After the U.S. Capitol riot, Twitter Inc. banned President Trump’s social-media account. Publisher Simon & Schuster canceled publication of a book by Sen. Josh Hawley (R., Mo.), who led a challenge to the Electoral College’s presidential-race results, and Airbnb Inc. said it would block people involved in the violence from booking rooms. Stripe Inc. stopped processing direct payments from Mr. Trump’s campaign website.
Companies from Marriott International Inc. to Walmart Inc. paused donations to dozens of Republican lawmakers who voted against certifying the Electoral College votes, with some others demanding refunds.
“Words alone are not enough. We are committed to action,” wrote Dow Inc. CEO Jim Fitterling in a memo telling employees that the chemical maker was halting political giving to any Republicans who objected to certifying President-elect Joe Biden’s win for an election cycle—two years for House members and up to six for senators.
It was a far cry from the days when companies strove to appear apolitical, embodying—if not always living up to—the late economist Milton Friedman’s view that “the business of business is business.”

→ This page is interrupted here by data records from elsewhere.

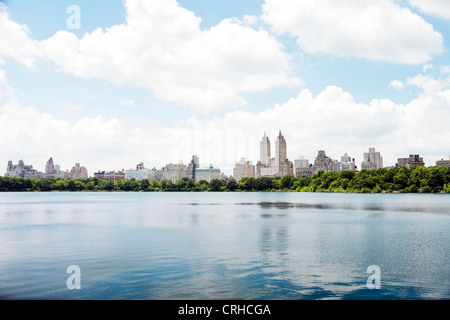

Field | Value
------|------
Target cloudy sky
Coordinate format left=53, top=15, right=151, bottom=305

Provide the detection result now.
left=0, top=0, right=450, bottom=175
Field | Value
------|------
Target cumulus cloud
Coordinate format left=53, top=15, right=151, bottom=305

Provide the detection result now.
left=166, top=71, right=450, bottom=173
left=43, top=0, right=302, bottom=110
left=263, top=0, right=443, bottom=64
left=0, top=3, right=42, bottom=68
left=409, top=0, right=450, bottom=19
left=119, top=99, right=136, bottom=107
left=389, top=80, right=405, bottom=91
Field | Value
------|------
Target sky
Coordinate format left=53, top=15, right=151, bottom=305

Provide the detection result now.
left=0, top=0, right=450, bottom=176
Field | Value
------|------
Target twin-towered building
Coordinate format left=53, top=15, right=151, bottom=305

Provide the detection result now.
left=256, top=131, right=294, bottom=178
left=119, top=155, right=222, bottom=183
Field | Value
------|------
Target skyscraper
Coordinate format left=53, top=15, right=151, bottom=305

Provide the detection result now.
left=186, top=155, right=200, bottom=179
left=259, top=132, right=270, bottom=163
left=361, top=148, right=383, bottom=170
left=45, top=158, right=56, bottom=174
left=256, top=131, right=294, bottom=178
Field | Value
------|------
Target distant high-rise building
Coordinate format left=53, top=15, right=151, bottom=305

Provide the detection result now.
left=397, top=154, right=425, bottom=169
left=94, top=170, right=125, bottom=182
left=256, top=131, right=294, bottom=178
left=436, top=156, right=450, bottom=167
left=5, top=160, right=39, bottom=178
left=361, top=148, right=383, bottom=170
left=259, top=132, right=270, bottom=163
left=233, top=158, right=255, bottom=182
left=186, top=155, right=200, bottom=179
left=125, top=162, right=151, bottom=180
left=314, top=150, right=337, bottom=172
left=70, top=163, right=89, bottom=179
left=294, top=156, right=312, bottom=178
left=149, top=160, right=187, bottom=183
left=45, top=158, right=56, bottom=174
left=339, top=153, right=356, bottom=172
left=195, top=165, right=222, bottom=182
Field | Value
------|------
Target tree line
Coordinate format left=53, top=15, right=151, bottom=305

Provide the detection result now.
left=0, top=166, right=450, bottom=193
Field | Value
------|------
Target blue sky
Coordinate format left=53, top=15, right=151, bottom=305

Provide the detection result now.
left=0, top=0, right=450, bottom=174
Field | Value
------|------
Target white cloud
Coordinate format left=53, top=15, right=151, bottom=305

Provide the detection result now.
left=0, top=3, right=42, bottom=68
left=0, top=62, right=450, bottom=174
left=441, top=66, right=450, bottom=74
left=263, top=0, right=443, bottom=64
left=119, top=99, right=136, bottom=107
left=409, top=0, right=450, bottom=19
left=165, top=75, right=450, bottom=173
left=422, top=64, right=433, bottom=73
left=43, top=0, right=302, bottom=110
left=389, top=80, right=405, bottom=91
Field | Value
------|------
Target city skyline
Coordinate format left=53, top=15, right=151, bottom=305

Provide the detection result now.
left=4, top=130, right=450, bottom=179
left=0, top=0, right=450, bottom=175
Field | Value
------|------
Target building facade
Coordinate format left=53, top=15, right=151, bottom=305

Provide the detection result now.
left=361, top=148, right=383, bottom=170
left=396, top=154, right=425, bottom=169
left=195, top=165, right=222, bottom=182
left=256, top=131, right=294, bottom=178
left=94, top=170, right=125, bottom=182
left=186, top=155, right=200, bottom=180
left=233, top=158, right=255, bottom=182
left=339, top=153, right=356, bottom=172
left=125, top=162, right=151, bottom=180
left=69, top=163, right=89, bottom=179
left=5, top=160, right=39, bottom=178
left=436, top=156, right=450, bottom=167
left=148, top=161, right=188, bottom=183
left=45, top=158, right=56, bottom=174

“We’re seeing a convergence of social issues that used to be outside the domain of what business executives would comment on,” said Judy Samuelson, founder and executive director of the Business and Society Program at the Aspen Institute, a think tank, and author of “The Six New Rules of Business,” which addresses such shifts. “The rule of thumb was if there’s not a direct connection back to our business model or something that we hold dear, it’s basically we stay away from politics.”